Mir kann man am besten helfen, wenn man meine Wünsche nicht hinterfragt und ich mich nicht rechtfertigen muss, wenn ich zum Beispiel allein sein möchte oder zu spontanen Sachen aufbreche. Sich erklären zu müssen, kann eine unglaubliche Drucksituation sein. Das sollte bestenfalls nicht dazu führen, dass sich der Angehörige missverstanden fühlt – Depressionen sind etwas sehr Egoistisches. Auch wenn es manchmal viel um die Außenwelt geht, steht in manchen Momenten nur das eigene Ich im Vordergrund. Das hat nichts damit zu tun, jemanden weniger gern zu haben, auch wenn man manchmal durch seine eigenen Probleme schlechter auf andere eingehen kann.

 

Was macht deinen Charakter aus und welche Eigenschaft schätzt du an dir am meisten?

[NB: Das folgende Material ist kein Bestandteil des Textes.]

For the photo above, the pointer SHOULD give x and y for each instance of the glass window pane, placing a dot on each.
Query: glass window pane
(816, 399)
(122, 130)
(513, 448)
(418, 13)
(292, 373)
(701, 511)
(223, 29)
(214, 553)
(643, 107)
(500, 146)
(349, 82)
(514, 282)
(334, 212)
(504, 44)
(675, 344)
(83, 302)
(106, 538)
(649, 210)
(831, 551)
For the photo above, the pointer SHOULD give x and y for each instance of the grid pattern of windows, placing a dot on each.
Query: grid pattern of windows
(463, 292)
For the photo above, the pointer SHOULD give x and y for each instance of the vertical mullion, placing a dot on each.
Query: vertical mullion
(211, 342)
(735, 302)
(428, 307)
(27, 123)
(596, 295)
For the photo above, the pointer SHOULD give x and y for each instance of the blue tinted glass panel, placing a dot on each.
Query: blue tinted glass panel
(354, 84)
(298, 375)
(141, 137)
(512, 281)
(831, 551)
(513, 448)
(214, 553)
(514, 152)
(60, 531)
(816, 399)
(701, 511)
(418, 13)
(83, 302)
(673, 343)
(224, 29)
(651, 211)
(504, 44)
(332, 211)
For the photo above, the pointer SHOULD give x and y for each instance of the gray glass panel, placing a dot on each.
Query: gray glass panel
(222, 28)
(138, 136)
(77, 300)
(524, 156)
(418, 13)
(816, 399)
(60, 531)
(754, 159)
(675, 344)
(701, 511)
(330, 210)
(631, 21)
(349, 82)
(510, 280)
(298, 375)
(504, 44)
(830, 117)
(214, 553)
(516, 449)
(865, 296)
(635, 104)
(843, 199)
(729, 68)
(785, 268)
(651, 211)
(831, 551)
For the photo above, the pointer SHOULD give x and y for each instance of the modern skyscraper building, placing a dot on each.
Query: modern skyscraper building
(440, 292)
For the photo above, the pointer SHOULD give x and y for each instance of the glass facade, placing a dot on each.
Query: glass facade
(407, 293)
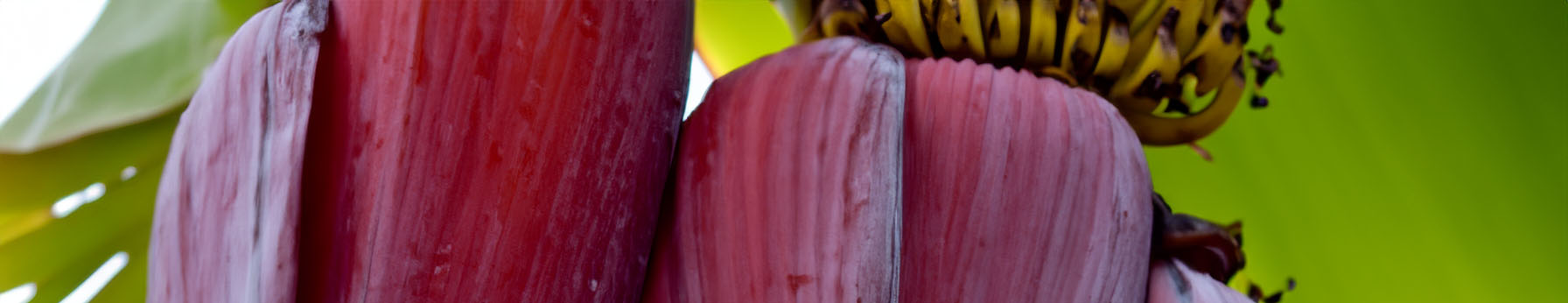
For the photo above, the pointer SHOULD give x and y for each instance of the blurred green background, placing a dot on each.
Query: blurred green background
(1413, 152)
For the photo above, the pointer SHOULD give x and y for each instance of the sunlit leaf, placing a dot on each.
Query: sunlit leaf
(142, 59)
(731, 33)
(60, 253)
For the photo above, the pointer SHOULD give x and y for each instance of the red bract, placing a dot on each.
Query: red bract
(1019, 189)
(229, 196)
(788, 182)
(491, 152)
(455, 152)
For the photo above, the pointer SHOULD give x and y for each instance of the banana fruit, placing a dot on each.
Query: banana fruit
(1154, 60)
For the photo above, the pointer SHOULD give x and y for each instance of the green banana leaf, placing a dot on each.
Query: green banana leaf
(142, 59)
(1413, 152)
(102, 118)
(59, 253)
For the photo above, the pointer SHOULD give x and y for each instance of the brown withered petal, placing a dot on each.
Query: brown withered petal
(1170, 281)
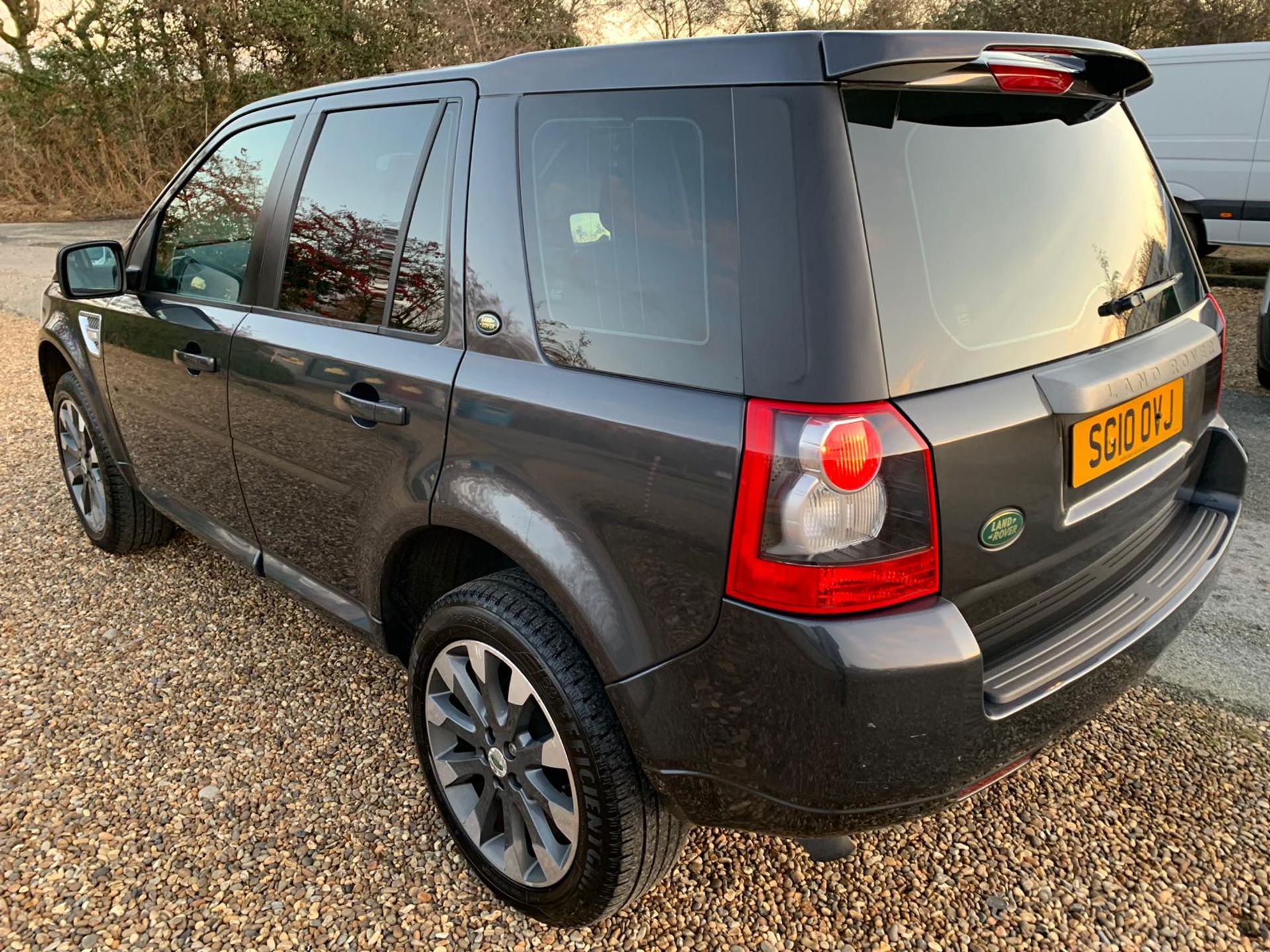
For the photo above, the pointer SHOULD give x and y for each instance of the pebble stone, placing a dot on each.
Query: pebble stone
(131, 688)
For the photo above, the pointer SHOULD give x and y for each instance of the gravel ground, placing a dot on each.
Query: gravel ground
(190, 760)
(1241, 306)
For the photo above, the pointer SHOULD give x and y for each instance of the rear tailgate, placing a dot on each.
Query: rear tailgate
(1006, 234)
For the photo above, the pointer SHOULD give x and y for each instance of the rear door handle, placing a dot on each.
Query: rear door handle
(194, 362)
(376, 411)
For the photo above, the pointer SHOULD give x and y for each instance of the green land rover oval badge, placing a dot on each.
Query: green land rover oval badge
(1001, 528)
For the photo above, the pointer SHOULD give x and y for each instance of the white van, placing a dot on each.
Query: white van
(1206, 120)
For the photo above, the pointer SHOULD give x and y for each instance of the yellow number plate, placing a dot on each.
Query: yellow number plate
(1111, 438)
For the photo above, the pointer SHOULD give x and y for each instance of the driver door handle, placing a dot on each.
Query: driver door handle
(376, 411)
(194, 362)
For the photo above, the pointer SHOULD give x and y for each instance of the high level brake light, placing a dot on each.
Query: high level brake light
(1032, 79)
(835, 512)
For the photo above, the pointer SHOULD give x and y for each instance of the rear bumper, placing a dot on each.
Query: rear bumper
(814, 728)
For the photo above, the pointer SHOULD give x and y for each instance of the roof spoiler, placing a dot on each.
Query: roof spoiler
(964, 60)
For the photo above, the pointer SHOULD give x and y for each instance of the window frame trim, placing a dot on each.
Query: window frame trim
(273, 263)
(153, 223)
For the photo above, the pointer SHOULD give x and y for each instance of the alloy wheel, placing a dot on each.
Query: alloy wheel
(501, 763)
(81, 465)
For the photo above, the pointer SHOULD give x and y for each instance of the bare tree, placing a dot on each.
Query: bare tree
(26, 20)
(671, 19)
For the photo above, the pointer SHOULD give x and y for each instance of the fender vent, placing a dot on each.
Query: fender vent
(91, 327)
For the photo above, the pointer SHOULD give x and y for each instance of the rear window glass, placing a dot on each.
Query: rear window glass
(999, 225)
(630, 219)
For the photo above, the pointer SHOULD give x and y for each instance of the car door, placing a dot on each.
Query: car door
(165, 347)
(341, 376)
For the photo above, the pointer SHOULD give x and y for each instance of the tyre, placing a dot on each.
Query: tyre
(526, 760)
(114, 516)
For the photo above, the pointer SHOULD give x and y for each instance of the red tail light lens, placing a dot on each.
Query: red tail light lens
(847, 452)
(1032, 79)
(835, 510)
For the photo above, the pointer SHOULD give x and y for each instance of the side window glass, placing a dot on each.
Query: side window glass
(419, 300)
(207, 229)
(345, 231)
(630, 220)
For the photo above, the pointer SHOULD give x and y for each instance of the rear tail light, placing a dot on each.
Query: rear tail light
(1032, 79)
(1221, 317)
(835, 510)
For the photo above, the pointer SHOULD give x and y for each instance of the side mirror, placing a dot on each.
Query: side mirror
(91, 270)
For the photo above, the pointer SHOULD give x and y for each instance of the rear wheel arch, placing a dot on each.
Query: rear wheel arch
(423, 565)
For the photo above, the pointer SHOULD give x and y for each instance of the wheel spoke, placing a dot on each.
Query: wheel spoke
(542, 841)
(521, 702)
(517, 859)
(443, 713)
(487, 666)
(559, 807)
(459, 766)
(546, 752)
(454, 672)
(479, 820)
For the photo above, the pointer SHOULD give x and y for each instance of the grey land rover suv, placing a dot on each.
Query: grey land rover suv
(790, 433)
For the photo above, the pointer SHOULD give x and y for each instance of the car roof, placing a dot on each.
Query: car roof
(753, 59)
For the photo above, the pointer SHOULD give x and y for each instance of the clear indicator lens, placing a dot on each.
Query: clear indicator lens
(818, 520)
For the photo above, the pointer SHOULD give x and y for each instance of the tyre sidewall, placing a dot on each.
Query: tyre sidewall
(567, 899)
(70, 389)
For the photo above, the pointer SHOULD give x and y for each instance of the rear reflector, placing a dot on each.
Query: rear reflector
(1032, 79)
(994, 777)
(835, 510)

Ich würde mich als bedachten, sehr reflektierten und eigentlich ganz normal-verrückten Menschen einschätzen. Was mich oft rettet, ist, dass ich viel über mich und die Krankheit lachen kann und dadurch viele Sachen verhältnismäßig entspannt angehe. Daraus wird wohl auch die Kraft kommen, die mich immer wieder den Kampf antreten lässt. Auch wenn ich mir dieser Kraft in den entscheidenden Momenten nicht wirklich bewusst bin, ist sie ja doch irgendwie nie verloren gegangen.